Я пошел к себе и стал думать: как мне писать фельетон, чтобы сказать все, что я хочу, не упоминая главного? И что мне писать, чтобы успокоить мать и в то же время не портить жизни дочери?
И наконец, можно ли вообще написать фельетон, который выглядел бы со страниц газеты не пустым, забавным анекдотом, а настоящим фельетоном — злым, полновесным?
Кончил рассказывать Адольф Губиньш, с места поднимается Олег Алалаев и держит такую речь:
— Ад. Губиньш поведал нам о тех необычных, смешных людях, которые нет-нет да являются на прием к фельетонисту. Яхочу рассказать о людях обычных, не смешных, к которым нет-нет да приходится идти на поклон нам, фельетонистам. И хотя поначалу мой рассказ будет носить невеселый характер, прошу не сердиться, кончатся мои трагикомические приключения «хэппи энд». Как в американском кино. И Ол. Алалаев начал свой рассказ так:
КАК ХОРОНИЛИ ФЕЛЬЕТОНИСТА
Я попал в трамвайную катастрофу, и «скорая» доставила меня, побитого, покалеченного, в больницу. Положение мое было признано безнадежным. Я узнал, что доживаю последние минуты, из разговора, который спокойно вели над моей головой три сотрудника больницы. Два сотрудника-санитара доставили меня из приемного покоя в травматологическое отделение и спросили третьего сотрудника — дежурного врача:
— Куда?
— В десятую палату на десятую койку.
— Не понесем, — говорят санитары и, опустив носилки на пол, начинают прикуривать от папиросы дежурного врача.
— Почему? — спрашивает дежурный.
И санитары с присущей им любовью к правде говорят:
— Выносить покойника с десятой койки до двери нужно через девять кроватей, а это неудобно.
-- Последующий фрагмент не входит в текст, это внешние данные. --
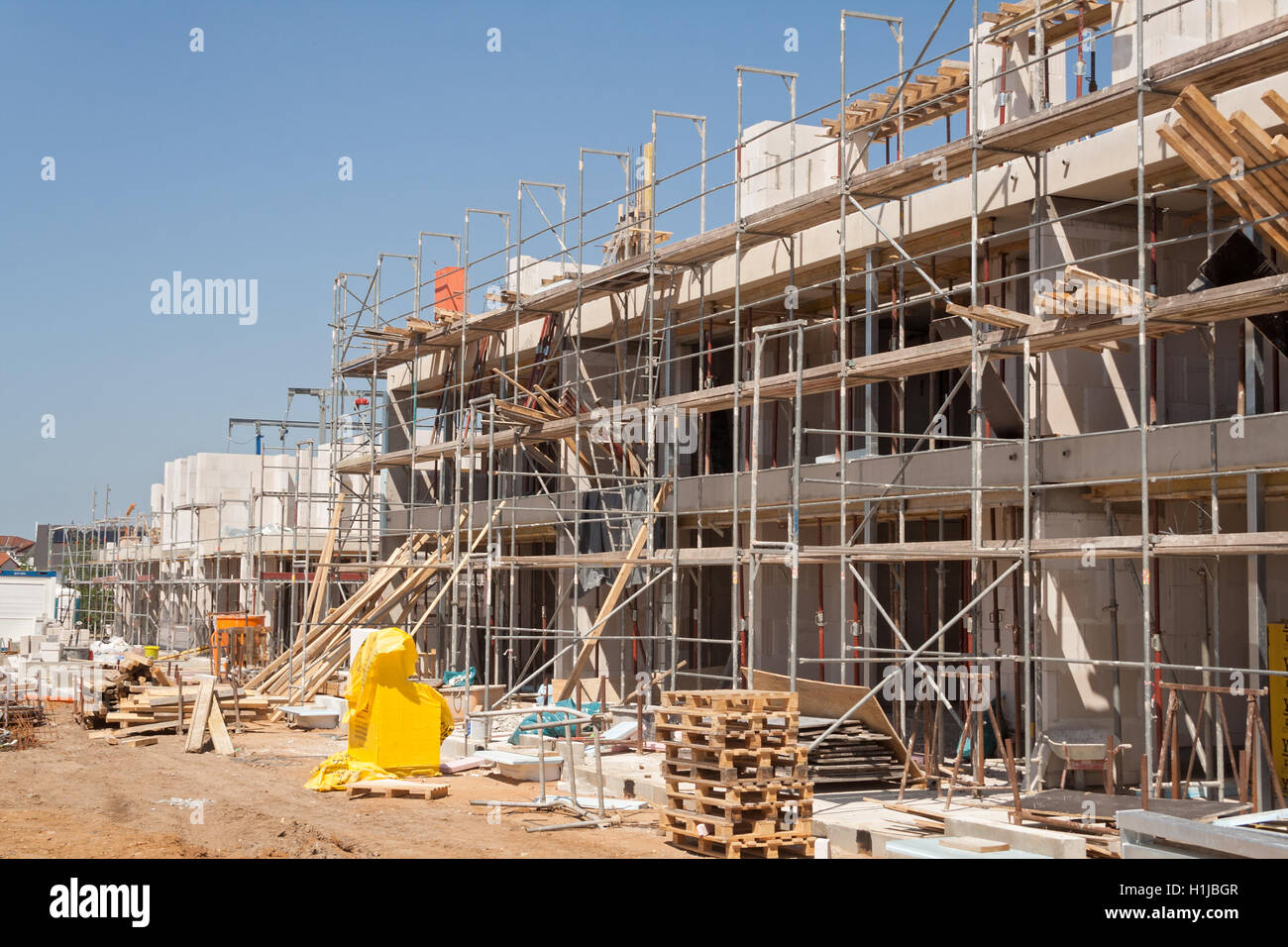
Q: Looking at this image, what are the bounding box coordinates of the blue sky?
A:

— Кто вам сказал, что его придется выносить?
— А ты сам не видишь?
Дежурный врач еще не удосужился посмотреть на больного. Подстрекаемый санитарами, он наконец нагибается ко мне и сокрушенно вздыхает:
— Действительно, нести через девять коек носилки не с руки.
И, вызвав старшую сестру, дежурный говорит:
— Найдите этому больному койку поближе к двери.
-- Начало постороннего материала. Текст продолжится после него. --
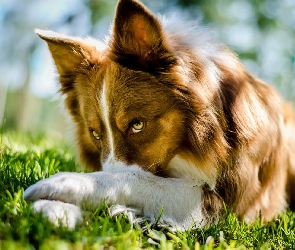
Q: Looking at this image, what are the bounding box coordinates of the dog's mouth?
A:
[142,154,174,177]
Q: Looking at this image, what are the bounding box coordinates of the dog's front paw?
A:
[24,173,93,206]
[33,200,82,229]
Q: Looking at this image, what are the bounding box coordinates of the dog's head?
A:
[37,0,226,182]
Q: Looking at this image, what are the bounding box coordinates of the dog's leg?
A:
[24,166,206,229]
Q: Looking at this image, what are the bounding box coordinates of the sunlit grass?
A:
[0,132,295,250]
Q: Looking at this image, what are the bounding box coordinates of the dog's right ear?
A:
[35,29,103,94]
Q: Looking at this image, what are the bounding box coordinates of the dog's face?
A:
[77,60,185,173]
[37,1,197,173]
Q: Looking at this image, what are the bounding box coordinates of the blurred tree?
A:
[0,0,295,134]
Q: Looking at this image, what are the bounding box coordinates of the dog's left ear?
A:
[111,0,175,71]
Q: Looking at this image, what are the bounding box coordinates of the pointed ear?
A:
[35,29,101,94]
[111,0,175,70]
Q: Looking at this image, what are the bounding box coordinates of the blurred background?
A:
[0,0,295,137]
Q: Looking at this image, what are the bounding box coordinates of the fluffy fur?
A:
[25,0,295,229]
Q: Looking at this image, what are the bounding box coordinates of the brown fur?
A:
[37,0,295,223]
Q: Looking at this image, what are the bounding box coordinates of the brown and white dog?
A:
[24,0,295,229]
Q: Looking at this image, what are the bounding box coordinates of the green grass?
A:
[0,132,295,250]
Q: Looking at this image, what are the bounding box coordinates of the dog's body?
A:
[25,0,295,229]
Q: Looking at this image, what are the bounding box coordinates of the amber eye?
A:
[91,130,100,140]
[132,121,144,133]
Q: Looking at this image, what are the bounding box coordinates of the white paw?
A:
[33,200,83,229]
[24,173,92,206]
[109,205,147,224]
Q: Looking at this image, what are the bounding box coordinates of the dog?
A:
[24,0,295,230]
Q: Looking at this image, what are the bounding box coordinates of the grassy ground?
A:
[0,132,295,250]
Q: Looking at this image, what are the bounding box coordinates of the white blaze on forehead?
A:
[100,80,116,170]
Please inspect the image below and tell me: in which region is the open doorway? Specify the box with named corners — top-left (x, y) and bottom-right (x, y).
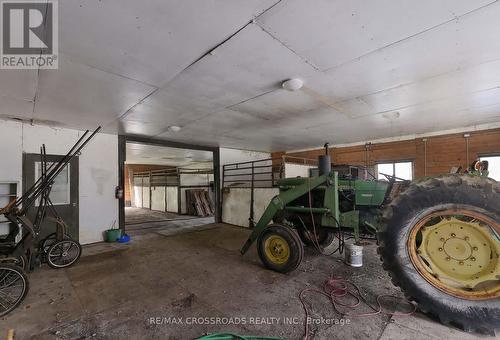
top-left (123, 141), bottom-right (217, 234)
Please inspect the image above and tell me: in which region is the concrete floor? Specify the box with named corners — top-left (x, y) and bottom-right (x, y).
top-left (125, 207), bottom-right (215, 234)
top-left (125, 207), bottom-right (196, 224)
top-left (0, 224), bottom-right (491, 340)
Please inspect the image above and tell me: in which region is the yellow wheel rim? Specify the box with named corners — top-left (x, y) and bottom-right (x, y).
top-left (264, 235), bottom-right (290, 264)
top-left (407, 210), bottom-right (500, 299)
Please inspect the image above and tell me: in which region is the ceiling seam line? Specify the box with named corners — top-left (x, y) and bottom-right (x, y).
top-left (338, 54), bottom-right (500, 103)
top-left (154, 0), bottom-right (282, 88)
top-left (255, 20), bottom-right (324, 72)
top-left (106, 87), bottom-right (160, 125)
top-left (323, 0), bottom-right (499, 73)
top-left (60, 52), bottom-right (158, 88)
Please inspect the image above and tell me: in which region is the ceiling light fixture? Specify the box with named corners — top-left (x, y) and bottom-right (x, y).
top-left (281, 78), bottom-right (304, 91)
top-left (168, 125), bottom-right (181, 132)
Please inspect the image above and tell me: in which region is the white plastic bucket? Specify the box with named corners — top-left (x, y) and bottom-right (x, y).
top-left (344, 244), bottom-right (363, 267)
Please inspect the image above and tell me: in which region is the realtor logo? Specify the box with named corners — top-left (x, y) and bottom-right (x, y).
top-left (0, 0), bottom-right (58, 69)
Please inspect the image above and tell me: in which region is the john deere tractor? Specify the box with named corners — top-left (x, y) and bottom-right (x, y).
top-left (241, 149), bottom-right (500, 334)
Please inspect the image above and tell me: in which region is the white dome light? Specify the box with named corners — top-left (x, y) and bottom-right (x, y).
top-left (281, 78), bottom-right (304, 91)
top-left (168, 125), bottom-right (181, 132)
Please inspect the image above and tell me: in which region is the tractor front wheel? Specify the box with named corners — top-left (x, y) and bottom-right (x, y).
top-left (378, 175), bottom-right (500, 334)
top-left (257, 224), bottom-right (304, 273)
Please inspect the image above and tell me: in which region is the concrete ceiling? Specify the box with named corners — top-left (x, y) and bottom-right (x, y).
top-left (0, 0), bottom-right (500, 151)
top-left (125, 143), bottom-right (213, 169)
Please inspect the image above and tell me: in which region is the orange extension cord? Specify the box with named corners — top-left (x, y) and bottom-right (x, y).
top-left (299, 275), bottom-right (417, 340)
top-left (299, 178), bottom-right (417, 340)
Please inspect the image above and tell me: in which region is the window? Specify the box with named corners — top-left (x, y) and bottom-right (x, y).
top-left (377, 162), bottom-right (413, 181)
top-left (479, 156), bottom-right (500, 181)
— Он что, уже? — осведомляется старшая сестра и добавляет: — Тогда несите его в первую палату на первую койку.
— Не понесем, — говорят санитары, гася папироски. — Вынести его с первой койки будет удобно, да потом нести далеко. Вы положите его лучше в изолятор. Идти до анатомички из изолятора ближе, чем от первой палаты.
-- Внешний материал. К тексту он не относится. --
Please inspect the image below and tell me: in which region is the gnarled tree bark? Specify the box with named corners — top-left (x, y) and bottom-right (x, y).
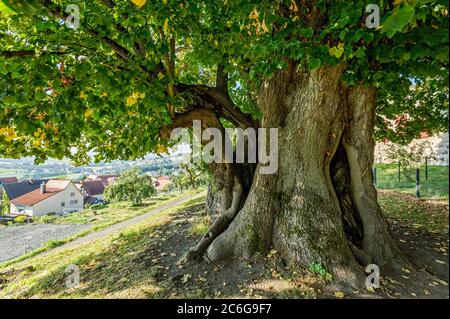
top-left (172, 64), bottom-right (396, 285)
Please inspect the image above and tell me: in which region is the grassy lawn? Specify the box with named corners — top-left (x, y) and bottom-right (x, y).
top-left (0, 197), bottom-right (205, 298)
top-left (0, 168), bottom-right (26, 179)
top-left (0, 188), bottom-right (204, 267)
top-left (0, 191), bottom-right (448, 298)
top-left (375, 164), bottom-right (448, 199)
top-left (378, 190), bottom-right (448, 235)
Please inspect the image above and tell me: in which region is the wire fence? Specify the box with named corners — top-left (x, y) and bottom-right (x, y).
top-left (373, 164), bottom-right (449, 198)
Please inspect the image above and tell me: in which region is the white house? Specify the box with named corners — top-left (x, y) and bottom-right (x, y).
top-left (11, 180), bottom-right (84, 216)
top-left (75, 180), bottom-right (105, 204)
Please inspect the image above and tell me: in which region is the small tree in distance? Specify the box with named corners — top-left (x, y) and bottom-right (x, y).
top-left (105, 168), bottom-right (156, 205)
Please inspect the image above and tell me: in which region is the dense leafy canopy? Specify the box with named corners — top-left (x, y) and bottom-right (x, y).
top-left (0, 0), bottom-right (448, 163)
top-left (105, 168), bottom-right (156, 204)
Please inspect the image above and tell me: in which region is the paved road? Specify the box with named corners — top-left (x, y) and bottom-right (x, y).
top-left (27, 192), bottom-right (205, 262)
top-left (0, 224), bottom-right (91, 262)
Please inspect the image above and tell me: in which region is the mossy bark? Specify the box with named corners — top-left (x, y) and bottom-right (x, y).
top-left (182, 66), bottom-right (395, 282)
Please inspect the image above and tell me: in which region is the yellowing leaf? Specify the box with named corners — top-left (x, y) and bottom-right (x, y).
top-left (131, 0), bottom-right (147, 8)
top-left (164, 18), bottom-right (169, 34)
top-left (289, 0), bottom-right (298, 12)
top-left (127, 95), bottom-right (137, 106)
top-left (84, 109), bottom-right (94, 117)
top-left (156, 144), bottom-right (169, 155)
top-left (334, 291), bottom-right (345, 299)
top-left (248, 7), bottom-right (259, 20)
top-left (126, 92), bottom-right (145, 106)
top-left (261, 19), bottom-right (269, 33)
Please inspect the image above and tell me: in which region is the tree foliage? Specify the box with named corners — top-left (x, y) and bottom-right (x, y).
top-left (0, 0), bottom-right (448, 163)
top-left (104, 168), bottom-right (156, 205)
top-left (0, 191), bottom-right (10, 215)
Я сам люблю правду. Сам всегда и везде требую; «Правду, только правду». Но если бы в эти тяжелые для меня минуты дежурный врач-правдолюбец посмотрел бы на меня не с точки зрения диспетчера, радеющего за рациональную транспортировку трупов, а с точки зрения человека; если бы врач-правдолюбец, наклонившись над носилками, пренебрег бы правдой ради двух незамысловатых слов лжи, хотя бы что-нибудь вроде: «Хо-хо, больной, а у вас ничего серьезного. Вы еще попляшете, повальсируете с девчатами», — мне бы от этой лжи было намного легче, чем от его правды.